People who only require in-and-out assistance will be helped more quickly and will no longer share space with those who need extra counseling.

Flimsy, movable walls and window stations, which lend a temporary feel to the crowded processing area, will be replaced with new stations finished with drywall.

All of this construction will be an inconvenience to Social Services clients over the next year. But administrators say the wait will be worth it.

Commissioner Al Dirschberger said the department’s philosophy should be reflected in what its clients see.

“We want to treat people with respect,” he said. “It starts when you walk through the door.”

Social Services clients weren’t consulted on the changes, but when asked, they had suggestions.

Jomaris Torres, 30, a homeless woman, was one of several people who said the “disgusting” restrooms need to be redone.

“And put in an area for kids,” she said. “The kids are always running everywhere.”

Access for the handicapped is another problem. Workers sit on elevated stools at high counters. When one man using a wheelchair arrived for assistance, the counter reached his eyebrows. Other clients shuffled slowly toward windows where they were forced to stand, leaning on canes or the arms of relatives.

A personal perspective

One woman, who was applying for food stamps and had waited nearly three hours for service, interrupted a conversation between Biniecki and a reporter to ask why the department had eliminated all access to power outlets. That makes it impossible for clients to charge their cellphones after watching their battery life drain during the long waits.

A charging station for clients is a good idea, Biniecki told her.

And while the current plans don’t include a children’s area, Biniecki said the department will likely add one.

The renovation does call for restroom improvements and handicapped access.

Some critics would argue Social Services clients don’t deserve a better space.

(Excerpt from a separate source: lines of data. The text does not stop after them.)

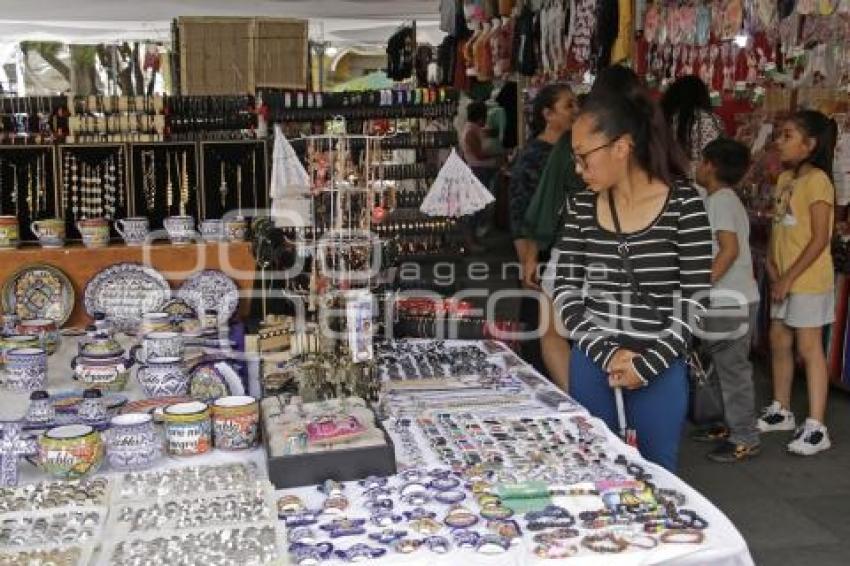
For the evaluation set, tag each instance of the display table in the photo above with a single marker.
(722, 544)
(176, 263)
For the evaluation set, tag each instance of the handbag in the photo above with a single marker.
(705, 403)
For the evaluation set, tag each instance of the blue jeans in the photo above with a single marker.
(657, 412)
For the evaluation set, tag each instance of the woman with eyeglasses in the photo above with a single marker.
(633, 273)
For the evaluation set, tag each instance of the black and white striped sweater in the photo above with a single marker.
(671, 260)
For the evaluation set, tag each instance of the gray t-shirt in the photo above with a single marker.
(726, 213)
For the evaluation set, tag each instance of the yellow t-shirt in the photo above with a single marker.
(792, 228)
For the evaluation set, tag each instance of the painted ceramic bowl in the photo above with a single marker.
(70, 452)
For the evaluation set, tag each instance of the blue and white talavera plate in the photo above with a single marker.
(126, 291)
(211, 289)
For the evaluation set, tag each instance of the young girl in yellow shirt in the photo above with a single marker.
(801, 275)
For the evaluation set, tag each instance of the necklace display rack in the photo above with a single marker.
(235, 177)
(93, 183)
(111, 119)
(33, 120)
(164, 181)
(195, 118)
(28, 187)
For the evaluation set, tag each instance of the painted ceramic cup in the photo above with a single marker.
(92, 408)
(159, 345)
(14, 341)
(70, 452)
(95, 232)
(50, 232)
(236, 423)
(155, 322)
(134, 230)
(45, 330)
(188, 430)
(236, 229)
(212, 230)
(181, 229)
(9, 232)
(163, 377)
(132, 442)
(40, 409)
(10, 324)
(26, 370)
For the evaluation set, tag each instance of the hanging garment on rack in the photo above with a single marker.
(622, 49)
(605, 33)
(524, 55)
(400, 52)
(448, 15)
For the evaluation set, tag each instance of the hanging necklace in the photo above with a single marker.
(222, 188)
(169, 188)
(75, 188)
(149, 178)
(184, 187)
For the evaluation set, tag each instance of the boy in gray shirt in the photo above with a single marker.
(734, 301)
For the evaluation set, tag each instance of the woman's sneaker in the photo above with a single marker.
(774, 417)
(810, 439)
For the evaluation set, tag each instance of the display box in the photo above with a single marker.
(340, 465)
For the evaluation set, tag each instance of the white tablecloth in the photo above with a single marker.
(723, 546)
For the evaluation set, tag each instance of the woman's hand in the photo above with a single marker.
(780, 288)
(621, 370)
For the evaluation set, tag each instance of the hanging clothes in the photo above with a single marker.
(400, 53)
(524, 55)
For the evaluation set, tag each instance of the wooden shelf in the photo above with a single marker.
(176, 263)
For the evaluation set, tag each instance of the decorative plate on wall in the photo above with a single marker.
(126, 291)
(39, 291)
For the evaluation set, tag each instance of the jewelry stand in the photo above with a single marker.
(28, 185)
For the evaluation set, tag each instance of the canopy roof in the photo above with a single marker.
(345, 22)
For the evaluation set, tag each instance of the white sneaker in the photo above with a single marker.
(774, 417)
(810, 439)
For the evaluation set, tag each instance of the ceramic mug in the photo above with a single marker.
(236, 229)
(45, 330)
(132, 442)
(70, 452)
(50, 232)
(155, 322)
(14, 341)
(9, 232)
(188, 430)
(159, 345)
(212, 230)
(181, 229)
(26, 370)
(95, 232)
(236, 423)
(163, 377)
(134, 230)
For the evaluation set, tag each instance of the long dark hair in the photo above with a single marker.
(546, 98)
(638, 116)
(824, 131)
(682, 101)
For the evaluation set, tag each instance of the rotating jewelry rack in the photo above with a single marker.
(93, 183)
(234, 177)
(164, 180)
(28, 185)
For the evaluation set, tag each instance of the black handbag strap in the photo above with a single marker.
(623, 252)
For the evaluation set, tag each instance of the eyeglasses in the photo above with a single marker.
(581, 158)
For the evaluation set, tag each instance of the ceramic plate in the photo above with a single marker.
(39, 291)
(179, 308)
(126, 291)
(211, 289)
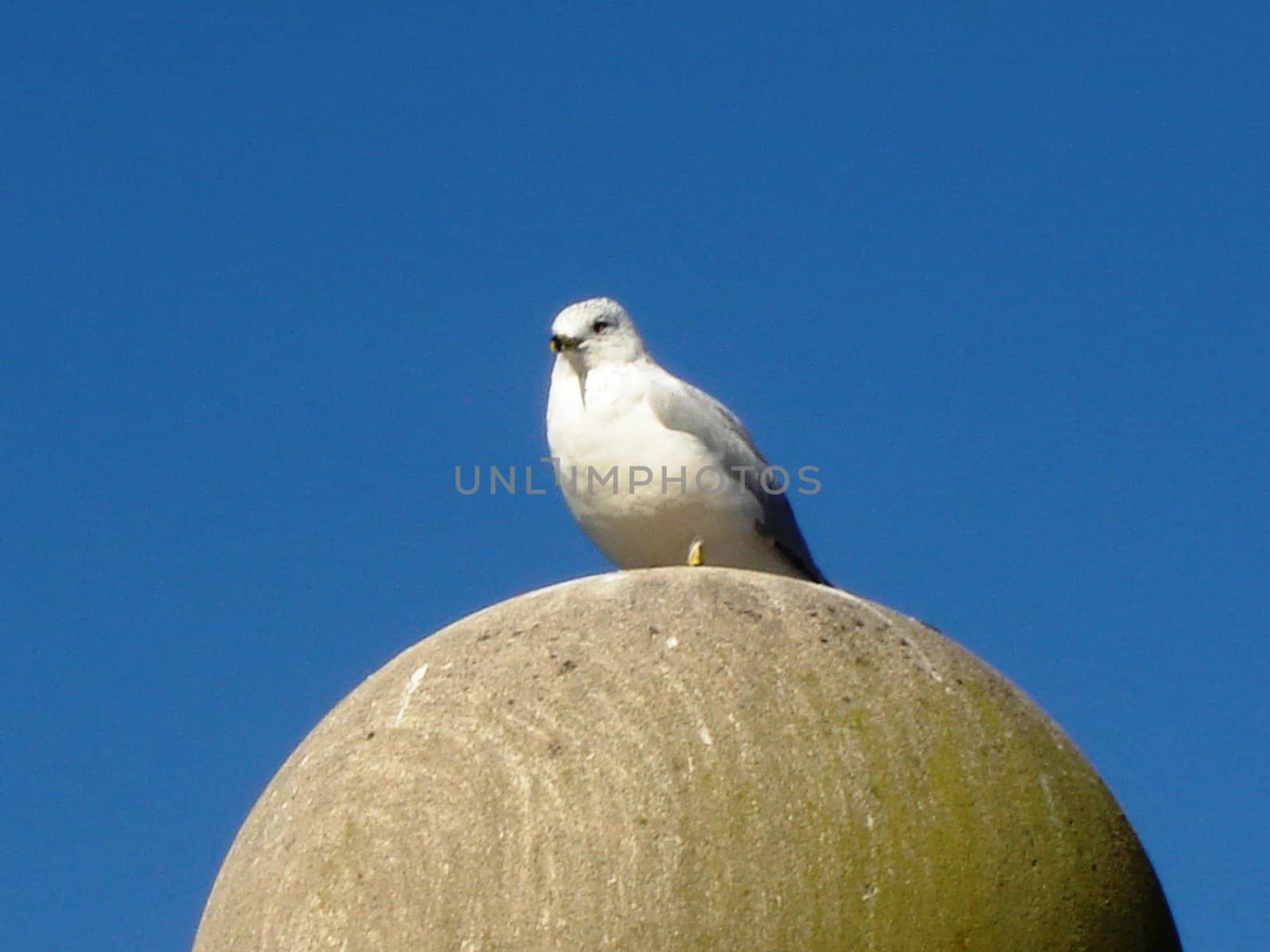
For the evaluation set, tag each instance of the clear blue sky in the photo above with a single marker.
(1001, 272)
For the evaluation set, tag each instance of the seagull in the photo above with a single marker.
(654, 470)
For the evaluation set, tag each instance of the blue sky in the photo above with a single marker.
(1001, 272)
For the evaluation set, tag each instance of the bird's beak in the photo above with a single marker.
(559, 343)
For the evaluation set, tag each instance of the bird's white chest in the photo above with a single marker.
(634, 486)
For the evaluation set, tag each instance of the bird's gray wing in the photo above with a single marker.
(681, 406)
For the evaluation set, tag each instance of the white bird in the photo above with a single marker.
(654, 470)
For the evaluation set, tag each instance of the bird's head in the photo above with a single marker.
(594, 332)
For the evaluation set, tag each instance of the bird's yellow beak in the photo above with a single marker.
(559, 343)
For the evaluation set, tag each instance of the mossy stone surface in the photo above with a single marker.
(686, 759)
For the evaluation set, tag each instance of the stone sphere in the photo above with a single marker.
(686, 759)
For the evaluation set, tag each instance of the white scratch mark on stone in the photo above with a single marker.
(1049, 800)
(926, 662)
(410, 687)
(867, 605)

They might scoff at the county’s willingness to spend $1 million to create a pleasant environment for dependent residents who regularly take taxpayer money and treat the Social Services intake area with casual disregard and, sometimes, outright abuse.

Torn-down window blinds, broken fixtures and vandalized restrooms on the first floor can all be traced back to unruly Social Services clients.

Biniecki has heard all this before and shakes her head. She thinks about her mother, who needed welfare assistance for eight years before she got her life back together, passed a civil service exam and wound up spending the next 17 years as a Social Services employee.

Biniecki’s eyes filled with tears as she recalled the look on her mother’s face when she learned she had gotten the job.

Then Biniecki remembered the day her husband died in a car accident and left her with a 2-year-old son and no transportation at the age of 24.

“People run into problems,” she said. “They don’t choose them.”